Piplene for finding lane lines on the road on images and video consisted of 6 steps:
1) First convert image in grayscale. This is necessary for the algorithm of finding edges (step 2).
2) Show edges on image by canny edge alghoritm and also convert to black and white picture.
3) Apply gaussian blur.
4) Apply mask on picture, which cut off space on image which not contain lane lines.
5) Using hough transform algorithm find lines on image. The algorithm is configured in such a way as to find lane lines more suitable for road.

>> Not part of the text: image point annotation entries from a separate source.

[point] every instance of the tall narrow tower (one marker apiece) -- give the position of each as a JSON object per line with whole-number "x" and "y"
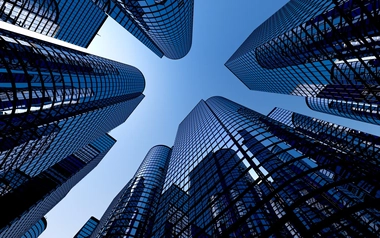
{"x": 327, "y": 51}
{"x": 56, "y": 106}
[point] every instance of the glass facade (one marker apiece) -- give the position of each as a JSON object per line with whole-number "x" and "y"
{"x": 76, "y": 22}
{"x": 132, "y": 214}
{"x": 88, "y": 228}
{"x": 234, "y": 172}
{"x": 329, "y": 51}
{"x": 164, "y": 26}
{"x": 49, "y": 92}
{"x": 36, "y": 230}
{"x": 56, "y": 106}
{"x": 30, "y": 201}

6) The received lines on step 4 are sorted to the right and left line. Then they are extrapolated to bottom of image and made left and right single lane line. They are extrapolated by calculating average values of slope and intercept. Extrapolated lines are drawed on the original pictures.
Pipeline is not ideal and sometimes lines crossed. I think it's come from not ideal alghorithm for finding edges and can be fixed by correct colorization image.
Also it's not tested in some difficult situations. When night or when foggy wheather, raind and in other climate conditions.
Another shortcoming it's perfomance, I think use this pipeline in realtime of video processing is not good idea.
A possible improvement would be more effective edge detection, which allow remove lines which not part of car lane line.
Also we can use past positions of car lane lines and make predictions where car lane can be.